CSIRO says it is reimagining the concept of intelligence by bringing together the best of human and machine thinking. 

The new $12 million Collaborative Intelligence (CINTEL) Future Science Platform aims to move beyond machines replacing people or automating their jobs, and instead to create teams that maximise the benefits of both human and machine intelligence. 

One of CINTEL’s first projects will draw on the expertise of CSIRO’s Robotics and Autonomous Systems Group who recently claimed a silver medal in the international DARPA Subterranean Challenge. 

The challenge, which has been described as the ‘robot Olympics’, involved using teams of robots to explore and locate objects in unmapped underground environments under the supervision of a human operator.  

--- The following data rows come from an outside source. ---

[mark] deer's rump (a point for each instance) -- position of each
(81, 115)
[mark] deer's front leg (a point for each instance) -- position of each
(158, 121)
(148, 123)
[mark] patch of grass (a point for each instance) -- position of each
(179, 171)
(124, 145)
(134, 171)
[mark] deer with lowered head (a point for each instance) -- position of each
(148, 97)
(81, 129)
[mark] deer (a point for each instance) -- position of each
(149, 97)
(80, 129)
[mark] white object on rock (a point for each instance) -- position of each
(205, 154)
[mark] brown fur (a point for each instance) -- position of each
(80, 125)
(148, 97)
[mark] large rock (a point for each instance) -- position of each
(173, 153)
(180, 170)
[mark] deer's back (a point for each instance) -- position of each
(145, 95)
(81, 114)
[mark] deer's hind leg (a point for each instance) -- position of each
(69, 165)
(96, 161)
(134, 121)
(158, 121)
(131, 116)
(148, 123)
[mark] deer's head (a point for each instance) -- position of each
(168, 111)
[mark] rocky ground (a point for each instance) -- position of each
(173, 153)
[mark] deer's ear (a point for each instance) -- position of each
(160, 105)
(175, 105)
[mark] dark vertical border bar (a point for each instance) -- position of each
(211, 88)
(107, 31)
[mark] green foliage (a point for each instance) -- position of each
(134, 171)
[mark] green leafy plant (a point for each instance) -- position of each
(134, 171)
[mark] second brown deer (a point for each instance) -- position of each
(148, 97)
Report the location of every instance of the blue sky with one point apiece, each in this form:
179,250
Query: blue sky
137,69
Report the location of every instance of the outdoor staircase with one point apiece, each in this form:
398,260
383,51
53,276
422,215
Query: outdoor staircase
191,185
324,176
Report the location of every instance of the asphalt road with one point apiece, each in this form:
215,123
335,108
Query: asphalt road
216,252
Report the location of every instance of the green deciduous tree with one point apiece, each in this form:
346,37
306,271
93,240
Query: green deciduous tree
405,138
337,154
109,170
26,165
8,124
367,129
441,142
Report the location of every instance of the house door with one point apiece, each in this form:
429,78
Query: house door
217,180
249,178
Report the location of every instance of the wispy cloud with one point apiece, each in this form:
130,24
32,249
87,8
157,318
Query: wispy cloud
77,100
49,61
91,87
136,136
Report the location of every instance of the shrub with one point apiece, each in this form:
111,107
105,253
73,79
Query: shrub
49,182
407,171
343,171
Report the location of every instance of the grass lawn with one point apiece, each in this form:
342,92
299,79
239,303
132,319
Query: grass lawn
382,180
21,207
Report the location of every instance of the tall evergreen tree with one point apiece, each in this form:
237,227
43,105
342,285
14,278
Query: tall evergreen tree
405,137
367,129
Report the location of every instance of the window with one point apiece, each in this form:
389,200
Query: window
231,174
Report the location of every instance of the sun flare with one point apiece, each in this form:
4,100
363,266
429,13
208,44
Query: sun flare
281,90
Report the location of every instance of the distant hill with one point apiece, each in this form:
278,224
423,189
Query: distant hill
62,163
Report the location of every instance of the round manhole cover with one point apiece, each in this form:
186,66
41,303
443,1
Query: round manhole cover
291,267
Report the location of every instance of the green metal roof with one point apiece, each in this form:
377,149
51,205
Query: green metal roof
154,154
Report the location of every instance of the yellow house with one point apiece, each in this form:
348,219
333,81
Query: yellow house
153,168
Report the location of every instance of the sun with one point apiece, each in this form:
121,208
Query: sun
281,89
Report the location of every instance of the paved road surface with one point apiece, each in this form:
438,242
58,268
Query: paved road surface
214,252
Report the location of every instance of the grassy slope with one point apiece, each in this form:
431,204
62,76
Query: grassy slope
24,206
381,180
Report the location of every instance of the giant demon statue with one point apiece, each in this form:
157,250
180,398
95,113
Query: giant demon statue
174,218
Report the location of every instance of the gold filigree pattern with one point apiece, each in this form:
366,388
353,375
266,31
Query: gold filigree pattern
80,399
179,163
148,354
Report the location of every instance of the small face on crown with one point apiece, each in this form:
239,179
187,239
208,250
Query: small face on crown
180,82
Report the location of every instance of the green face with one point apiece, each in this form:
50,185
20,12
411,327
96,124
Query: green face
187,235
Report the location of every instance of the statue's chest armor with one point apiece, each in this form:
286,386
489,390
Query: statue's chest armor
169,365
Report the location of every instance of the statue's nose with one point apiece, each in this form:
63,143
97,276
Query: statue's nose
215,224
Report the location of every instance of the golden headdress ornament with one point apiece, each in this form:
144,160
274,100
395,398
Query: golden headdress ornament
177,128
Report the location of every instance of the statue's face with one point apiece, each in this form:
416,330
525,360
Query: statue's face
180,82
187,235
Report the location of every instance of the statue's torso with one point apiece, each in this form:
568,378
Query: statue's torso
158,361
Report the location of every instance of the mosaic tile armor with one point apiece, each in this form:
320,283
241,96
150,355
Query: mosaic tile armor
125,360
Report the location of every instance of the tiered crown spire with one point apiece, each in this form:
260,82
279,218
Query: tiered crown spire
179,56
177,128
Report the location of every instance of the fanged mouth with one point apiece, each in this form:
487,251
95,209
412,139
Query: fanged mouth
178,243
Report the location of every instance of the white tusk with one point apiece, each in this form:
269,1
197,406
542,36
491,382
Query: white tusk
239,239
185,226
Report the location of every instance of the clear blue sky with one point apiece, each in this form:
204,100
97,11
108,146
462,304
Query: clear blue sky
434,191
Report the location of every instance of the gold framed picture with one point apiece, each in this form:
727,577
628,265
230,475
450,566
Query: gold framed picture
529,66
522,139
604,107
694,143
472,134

CINTEL Leader Dr Cécile Paris says lessons from the challenge will help inform future human/robot teaming. 

“The project will focus on developing a richer, dynamic human-robot collaboration, enabling humans and robots to respond in real time to changes in the environment and make better decisions, together,” Dr Paris said.  

“CINTEL will research dynamic situation awareness and mechanisms to ensure a collaborative dialogue between humans and robots throughout, for example, a rescue mission.  

“Rescue missions are often ill defined and dynamic, and the humans must use their own knowledge and skills, like reasoning, intuition, adaptation and experience, to identify what the robots should be doing. CINTEL will investigate how humans can fully utilise their unique skillset in collaboration with the robots for successful outcomes.” 

Other early CINTEL projects include developing a digital team member to help scientists make sense of the massive amount of information in modern biological collections and supporting cybersecurity analysts with collaborative surveillance. 

The program will be run by CSIRO in collaboration with research and impact partner Saber Astronautics, as well as Emesent, the Queensland AI Hub, TAFE Queensland, Aged Care Industry Technology Council, Global Community Resourcing, the Department of Defence, the Queensland University of Technology, and researchers from Monash University and the University of Sydney.  

CINTEL will run for four years and will bring together behavioural and social scientists with computer, robotics and domain experts to develop the general-purpose technology needed to facilitate collaborative human/machine teams.